A study recently published in the journal Behavioral Ecology and Sociobiology sheds light on this issue (Ward & Currie 2013). The “flocking together” in this case is examined in two species of fish, the three-spined stickleback (Gasterosteus aculeatus) and the banded killifish (Fundulus diaphanus), both of which are known to move around in large shoals. Both species also exhibit extremely low variation in size between individuals comprising a given group, so Ward and Currie sought to examine how the fish manage to accomplish this size-sorting strategy.

Much research has shown that: 1) moving around in large groups reduces individual risk from predation, a sort of "safety in numbers" effect (Neill & Cullen 1974); and 2) often, the more similar your appearance to that of the other members of your group, the greater your risk reduction (Krause et al. 2000). This begs the question, though: how does an animal like a fish or a bird, or even a mammal, know what it looks like? With the exception of humans—and some dolphins and apes—few animals are capable of self-recognition even in the vanishingly rare instance of having access to a reflective surface.

Ward and Currie investigated this phenomenon in their study of sticklebacks and killifish. They hypothesized that there must be some sensory mechanism that allows fish to identify whether a conspecific is similar on an important aspect of phenotype, even in the absence of a visual concept of one's own appearance.

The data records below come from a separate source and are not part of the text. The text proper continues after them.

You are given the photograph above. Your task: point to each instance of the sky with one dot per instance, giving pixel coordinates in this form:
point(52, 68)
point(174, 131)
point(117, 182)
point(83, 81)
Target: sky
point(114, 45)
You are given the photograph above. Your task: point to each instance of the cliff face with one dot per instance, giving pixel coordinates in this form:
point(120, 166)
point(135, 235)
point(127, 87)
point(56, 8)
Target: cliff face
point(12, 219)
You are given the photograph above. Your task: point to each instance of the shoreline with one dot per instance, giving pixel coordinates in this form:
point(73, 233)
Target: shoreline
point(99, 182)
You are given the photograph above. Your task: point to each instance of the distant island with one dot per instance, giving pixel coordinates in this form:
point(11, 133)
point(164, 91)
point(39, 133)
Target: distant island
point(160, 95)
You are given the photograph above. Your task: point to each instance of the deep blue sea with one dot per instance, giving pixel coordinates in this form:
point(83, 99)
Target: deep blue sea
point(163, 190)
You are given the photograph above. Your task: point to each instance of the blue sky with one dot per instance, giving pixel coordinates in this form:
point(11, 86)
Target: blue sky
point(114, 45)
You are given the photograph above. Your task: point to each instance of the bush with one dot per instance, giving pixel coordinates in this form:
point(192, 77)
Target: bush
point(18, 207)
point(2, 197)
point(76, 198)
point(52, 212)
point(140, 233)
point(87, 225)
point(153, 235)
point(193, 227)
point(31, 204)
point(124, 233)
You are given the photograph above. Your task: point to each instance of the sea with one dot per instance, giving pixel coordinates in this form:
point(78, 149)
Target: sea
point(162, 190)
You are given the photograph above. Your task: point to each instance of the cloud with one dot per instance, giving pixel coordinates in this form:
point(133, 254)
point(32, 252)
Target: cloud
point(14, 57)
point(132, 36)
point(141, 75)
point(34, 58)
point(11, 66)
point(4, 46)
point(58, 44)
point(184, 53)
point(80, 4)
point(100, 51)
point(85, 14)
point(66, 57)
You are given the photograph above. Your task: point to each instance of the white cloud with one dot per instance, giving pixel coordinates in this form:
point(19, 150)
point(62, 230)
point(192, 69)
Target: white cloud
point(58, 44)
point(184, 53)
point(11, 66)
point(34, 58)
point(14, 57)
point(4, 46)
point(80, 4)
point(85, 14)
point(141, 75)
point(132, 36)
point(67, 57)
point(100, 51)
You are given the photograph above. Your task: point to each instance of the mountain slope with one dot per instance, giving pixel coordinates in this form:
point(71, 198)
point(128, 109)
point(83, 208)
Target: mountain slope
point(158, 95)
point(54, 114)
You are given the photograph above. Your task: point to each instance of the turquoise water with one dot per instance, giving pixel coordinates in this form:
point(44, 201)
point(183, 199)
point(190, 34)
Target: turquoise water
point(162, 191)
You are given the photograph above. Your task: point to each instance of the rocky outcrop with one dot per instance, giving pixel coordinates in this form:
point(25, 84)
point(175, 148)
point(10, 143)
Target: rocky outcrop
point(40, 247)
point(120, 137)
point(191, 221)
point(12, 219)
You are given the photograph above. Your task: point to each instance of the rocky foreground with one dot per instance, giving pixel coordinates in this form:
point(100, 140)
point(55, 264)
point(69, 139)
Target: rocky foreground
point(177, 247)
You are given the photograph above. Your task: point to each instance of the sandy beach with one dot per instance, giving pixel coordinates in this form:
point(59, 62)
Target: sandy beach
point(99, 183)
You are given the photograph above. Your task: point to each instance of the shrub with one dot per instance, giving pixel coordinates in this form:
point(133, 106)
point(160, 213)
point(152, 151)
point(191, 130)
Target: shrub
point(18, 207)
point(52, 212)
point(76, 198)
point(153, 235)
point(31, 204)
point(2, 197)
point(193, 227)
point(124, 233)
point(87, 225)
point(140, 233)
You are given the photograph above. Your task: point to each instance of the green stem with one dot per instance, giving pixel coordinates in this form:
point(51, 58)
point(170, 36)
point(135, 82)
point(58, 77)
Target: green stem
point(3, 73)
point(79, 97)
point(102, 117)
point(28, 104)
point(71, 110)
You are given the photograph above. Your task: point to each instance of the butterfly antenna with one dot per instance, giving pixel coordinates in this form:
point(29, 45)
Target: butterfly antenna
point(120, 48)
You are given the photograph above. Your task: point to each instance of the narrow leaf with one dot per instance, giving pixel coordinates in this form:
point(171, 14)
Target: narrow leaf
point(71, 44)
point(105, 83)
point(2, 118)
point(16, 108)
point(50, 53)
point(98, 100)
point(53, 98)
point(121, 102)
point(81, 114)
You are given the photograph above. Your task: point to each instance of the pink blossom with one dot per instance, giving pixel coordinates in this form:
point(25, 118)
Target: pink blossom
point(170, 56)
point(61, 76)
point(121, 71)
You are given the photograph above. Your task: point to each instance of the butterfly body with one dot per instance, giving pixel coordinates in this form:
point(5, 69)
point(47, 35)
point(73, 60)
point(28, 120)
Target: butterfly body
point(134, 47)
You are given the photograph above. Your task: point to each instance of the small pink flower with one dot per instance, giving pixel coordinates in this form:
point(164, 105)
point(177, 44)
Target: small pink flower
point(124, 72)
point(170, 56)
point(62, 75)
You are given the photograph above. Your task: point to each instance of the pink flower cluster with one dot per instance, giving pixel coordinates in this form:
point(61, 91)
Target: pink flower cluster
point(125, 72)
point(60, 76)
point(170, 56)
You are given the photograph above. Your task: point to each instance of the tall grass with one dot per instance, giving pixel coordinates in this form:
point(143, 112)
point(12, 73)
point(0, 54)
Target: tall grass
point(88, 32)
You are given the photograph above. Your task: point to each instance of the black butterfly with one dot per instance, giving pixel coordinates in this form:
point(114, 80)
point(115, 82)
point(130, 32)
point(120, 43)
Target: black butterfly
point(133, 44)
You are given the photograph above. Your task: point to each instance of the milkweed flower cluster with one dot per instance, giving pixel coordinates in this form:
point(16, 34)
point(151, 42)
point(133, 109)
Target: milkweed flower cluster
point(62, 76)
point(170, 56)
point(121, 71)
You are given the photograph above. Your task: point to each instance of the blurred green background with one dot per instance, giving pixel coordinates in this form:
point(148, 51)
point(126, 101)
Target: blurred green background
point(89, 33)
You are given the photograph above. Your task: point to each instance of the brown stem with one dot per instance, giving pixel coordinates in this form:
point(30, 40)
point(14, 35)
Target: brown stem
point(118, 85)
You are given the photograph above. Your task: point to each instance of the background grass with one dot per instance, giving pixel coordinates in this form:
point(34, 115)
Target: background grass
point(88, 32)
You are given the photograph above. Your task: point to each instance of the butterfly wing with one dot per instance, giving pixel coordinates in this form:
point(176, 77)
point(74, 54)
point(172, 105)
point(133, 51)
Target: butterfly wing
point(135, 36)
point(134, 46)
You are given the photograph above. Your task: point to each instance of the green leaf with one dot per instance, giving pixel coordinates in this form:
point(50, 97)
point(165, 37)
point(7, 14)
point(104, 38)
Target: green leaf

The authors note that previous work has shown that fish can visually assess whether they are within about 20% of the size of another member of their species (Ranta et al. 1992; Krause & Godin 1994). Many shoals, however, show much less than 20% variation in size. This strongly suggests that fish must have some other, more precise, form of size discrimination as well.  Fish use chemosensory cues for a wide variety of behaviors, and chemical cues have already been shown to help fish determine the body size of potential predators. In light of this, Ward and Currie hypothesized that a chemosensory stimuli might underlie their perception of body size when forming shoals.

The researchers collected individuals within two different size classes for each species. After an acclimation period in the lab, the fish were put into “flow channels” that circulated water from a reservoir bucket through the channel and then out a drain, creating an artificial current carrying water from two reservoirs. This created a “stream” of water from each reservoir on each side of the channel, with a neutral zone in the middle. The "focal fish” (the one in the channel) had the option to either swim in the stream with an individual of its own size class, a smaller or larger fish, or neither, based on chemical cues from the water streaming in from the reservoirs. A two-stream channel was also created to test whether fish would choose to swim in the stream of any conspecific or in a neutral zone.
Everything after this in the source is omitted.